Está avaliação de Lengler e Cavedon parece ser bastante pertinente, mas acredito que se faz necessário alguns comentários. Segundo Augé (1994), um lugar pode se definir como identitário, relacional e histórico, completando-se pela fala, troca de senhas, convivência e cumplicidade. Sem dúvida, para os jovens que foram estudados nesta pesquisa, a praça de alimentação é um lugar. Não sei se poderíamos dizer que o shopping pode ser considerado como um lugar de sociabilização como um todo, já que ele não é composto apenas pela praça de alimentação. Assim, seguindo o raciocínio de Augé, as galerias e lojas do shopping são apenas espaços de transição, não são transformados por estes jovens em locais socialização, no máximo, talvez, seriam palco para relacionamentos sem rosto (Giddens, 1991). Para estes jovens, os demais espaços do shopping são "não-lugares", dentro do contexto de Augé.

Outro ponto que é preciso observar, é que no texto apresentado por Lengler e Cavedon, nos leva a crer que a pesquisa etnográfica foi realizada em apenas dois dias. Dois dias jamais serão suficientes para se entender como se dá a apropriação de um espaço por um grupo social, já que não há tempo hábil para se observar todas as variedades de eventos que podem ocorrer neste lugar.

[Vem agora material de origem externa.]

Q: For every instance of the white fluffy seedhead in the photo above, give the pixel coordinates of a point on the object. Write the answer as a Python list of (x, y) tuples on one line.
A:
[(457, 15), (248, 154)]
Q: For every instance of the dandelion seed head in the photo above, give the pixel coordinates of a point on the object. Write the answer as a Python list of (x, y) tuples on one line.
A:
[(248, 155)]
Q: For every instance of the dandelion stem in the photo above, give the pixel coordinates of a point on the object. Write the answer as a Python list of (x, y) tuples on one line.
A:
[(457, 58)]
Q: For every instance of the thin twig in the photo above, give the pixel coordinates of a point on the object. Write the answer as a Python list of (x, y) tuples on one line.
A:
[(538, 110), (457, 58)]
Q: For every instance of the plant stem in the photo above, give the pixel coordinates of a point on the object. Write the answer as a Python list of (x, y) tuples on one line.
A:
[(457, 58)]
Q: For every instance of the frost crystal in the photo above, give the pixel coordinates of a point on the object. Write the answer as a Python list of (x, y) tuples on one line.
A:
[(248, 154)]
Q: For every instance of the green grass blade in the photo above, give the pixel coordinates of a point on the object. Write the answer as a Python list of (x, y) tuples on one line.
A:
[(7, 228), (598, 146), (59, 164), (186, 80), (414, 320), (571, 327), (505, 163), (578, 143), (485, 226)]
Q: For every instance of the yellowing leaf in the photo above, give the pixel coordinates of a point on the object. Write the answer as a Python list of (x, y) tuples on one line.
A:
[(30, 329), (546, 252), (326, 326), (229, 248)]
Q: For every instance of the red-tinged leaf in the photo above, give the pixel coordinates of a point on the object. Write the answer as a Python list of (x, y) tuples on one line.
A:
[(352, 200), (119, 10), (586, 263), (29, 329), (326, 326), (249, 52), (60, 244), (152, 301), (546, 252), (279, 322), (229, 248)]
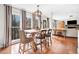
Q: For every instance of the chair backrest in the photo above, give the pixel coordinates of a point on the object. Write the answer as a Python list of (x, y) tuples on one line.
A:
[(43, 33), (22, 36), (49, 31)]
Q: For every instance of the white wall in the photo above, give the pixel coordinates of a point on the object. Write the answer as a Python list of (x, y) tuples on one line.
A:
[(2, 23)]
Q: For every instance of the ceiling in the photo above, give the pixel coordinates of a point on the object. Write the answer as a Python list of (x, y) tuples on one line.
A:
[(55, 11)]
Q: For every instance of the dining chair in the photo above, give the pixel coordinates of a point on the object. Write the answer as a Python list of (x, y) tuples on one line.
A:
[(48, 34), (41, 37), (24, 40)]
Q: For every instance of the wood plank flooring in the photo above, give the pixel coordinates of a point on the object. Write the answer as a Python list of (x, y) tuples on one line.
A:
[(59, 46)]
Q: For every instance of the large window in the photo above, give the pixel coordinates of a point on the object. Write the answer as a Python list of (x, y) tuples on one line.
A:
[(15, 27), (29, 20)]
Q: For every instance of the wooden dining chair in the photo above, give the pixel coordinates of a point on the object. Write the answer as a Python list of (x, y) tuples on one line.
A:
[(48, 34), (41, 36), (24, 40)]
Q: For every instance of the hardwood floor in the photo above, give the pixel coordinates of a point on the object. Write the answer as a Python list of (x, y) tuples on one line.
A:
[(59, 46)]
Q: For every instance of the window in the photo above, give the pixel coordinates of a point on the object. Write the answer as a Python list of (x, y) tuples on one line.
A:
[(15, 27)]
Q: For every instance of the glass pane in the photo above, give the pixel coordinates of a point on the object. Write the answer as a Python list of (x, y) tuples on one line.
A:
[(15, 27), (15, 20), (15, 33)]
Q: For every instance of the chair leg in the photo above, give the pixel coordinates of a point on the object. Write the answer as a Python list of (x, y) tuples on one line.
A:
[(33, 46), (19, 48), (23, 48), (50, 41)]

Até mesmo as reações esboçadas pelos adolescentes quando foram abordados pelos pesquisadores podem refletir, na realidade o comportamento que estes tem com outros atores que freqüentam o mesmo espaço ou advém de experiências pessoais e coletivas fora do shopping.

Quanto a observação e a prática da etnografia em si, talvez teria sido interessante se os outros grupos que utilizavam o mesmo espaço (seguranças, funcionários, vendedores, e outros consumidores) tivessem sido entrevistados. Sua avaliação sobre o grupo de adolescentes, poderia trazer diferentes considerações sobre o objeto e como este se apropria do espaço. Apesar de aparecer no discurso do jovem como sendo um lugar que tem tudo que eles querem e têm liberdade, esta liberdade é vigiada por outros grupos que estão no mesmo meio.O shopping  teria tudo que eles querem como consumidores ou como uma platéia em busca de símbolos e representações nas vitrines das lojas, que não necessariamente serão utilizados fisicamente por estes. Uma pesquisa etnográfica não pode ser fragmentada. É necessário um longo e planejado período de tempo e tão um período para reflexão sobre os dados obtidos.


Bibliografia utilizada neste texto:

AUGÉ, Marc. Não-lugares: Introdução a uma antropologia da supermodernidade. Editora Papirus, Campinas, SP, 1994.

DAMATTA, Roberto. Relativizando: uma introdução à antropologia social. 4ª ed., Rocco, Rio de Janeiro, 1993.

GIDDENS, Anthony. As conseqüências da modernidade. Ed. da Universidade Estadual Paulista, São Paulo, 1991.

LENGLER, Jorge Francisco & CAVEDON, Neusa Rolita. De "templo do consumo" a representação mitológica: um olhar etnográfico desconstrutivo sobre os ritos no shopping center. XXV ENANPAD, ANPAD, Campinas, SP, 2001.